Brasília, DF - O líder do Movimento dos Trabalhadores Rurais Sem Terra (MST) João Pedro Stedile, 50 anos, afirmou ontem que foi mal interpretado ao utilizar a expressão ''infernizar', em discurso para incitar militantes do movimento a promoverem uma onda de invasões de propriedades em abril.
''Falei em um sentido de entusiasmo: vou infernizar. E fui mal interpretado. De fato foi uma palavra infeliz. O sentido real foi: vamos pressionar, azucrinar. Peço desculpas pela palavra errada'', disse, durante uma reunião da CPI da Terra, instalada no Congresso Nacional.
O líder sem-terra afirmou ainda que ''na verdade quis dizer que era para todos os movimentos que participarão do 1º de Maio (Dia do Trabalho) recuperarem suas bandeiras vermelhas e fazerem uma grande mobilização''.
Disse também que é contra a violência no campo e que ela ocorre em grupos pequenos. ''É a linha do movimento: nós somos contra violência, a nossa força vem do número de famílias que conseguimos organizar. É por isso que as cenas de violência que acontecem contra a nossa vontade ocorrem em grupos pequenos.''
Em outro momento da audiência na comissão, Stedile chegou a afirmar que ''temos consciência de que na situação de violência, só nós é que pagamos o pato'.
''A sociedade sabe que se não fosse o MST o meio rural brasileiro já tinha virado barril de pólvora.
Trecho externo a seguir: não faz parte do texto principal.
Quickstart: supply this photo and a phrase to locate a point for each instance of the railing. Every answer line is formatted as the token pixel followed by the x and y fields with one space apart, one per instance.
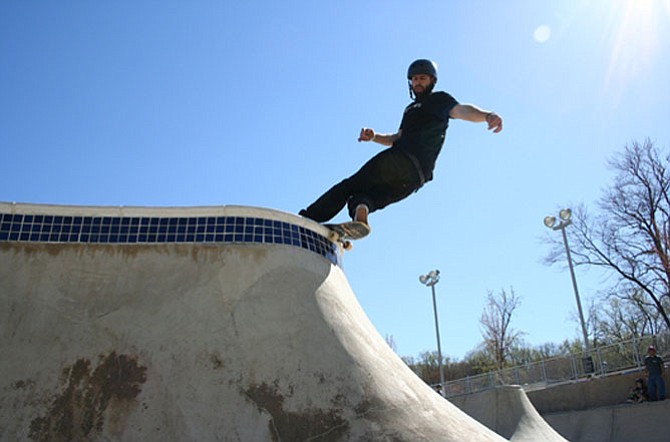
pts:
pixel 622 356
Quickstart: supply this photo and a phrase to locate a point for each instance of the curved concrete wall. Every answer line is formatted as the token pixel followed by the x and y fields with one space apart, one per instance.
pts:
pixel 229 342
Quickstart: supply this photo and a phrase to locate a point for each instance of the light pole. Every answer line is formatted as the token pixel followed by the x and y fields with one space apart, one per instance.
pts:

Por isso seria uma burrice incentivar a violência.''
A expressão utilizada por Stedile abriu polêmica com ruralistas e com setores do governo. O vice-presidente da República, José Alencar, classificou a frase como ''bravata''.
No último sábado, o movimento deflagrou a ''jornada de luta'', uma série de manifestações e invasões de fazendas no país. A maioria das invasões (14) ocorreu em Pernambuco. Em Recife, integrantes do MLT (Movimento Terra, Trabalho e Liberdade) bloquearam a sede do Incra. Na Bahia, o MST promete invasões no sul do Estado. Em São Paulo, há três áreas invadidas.
O líder sem-terra disse também não acreditar que o governo conseguirá disponibilizar mais R$ 1,7 bilhão em recursos no orçamento para o campo. ''Nós ficamos felizes que o governo anunciou mais R$ 1,7 bilhão, mas temos certeza de que eles não têm capacidade operativa para aplicar'', afirmou Stedile, que também contestou o número divulgado pelo governo de assentados em 2004. Segundo ele, não são 11.093 famílias assentadas, mas 7.000.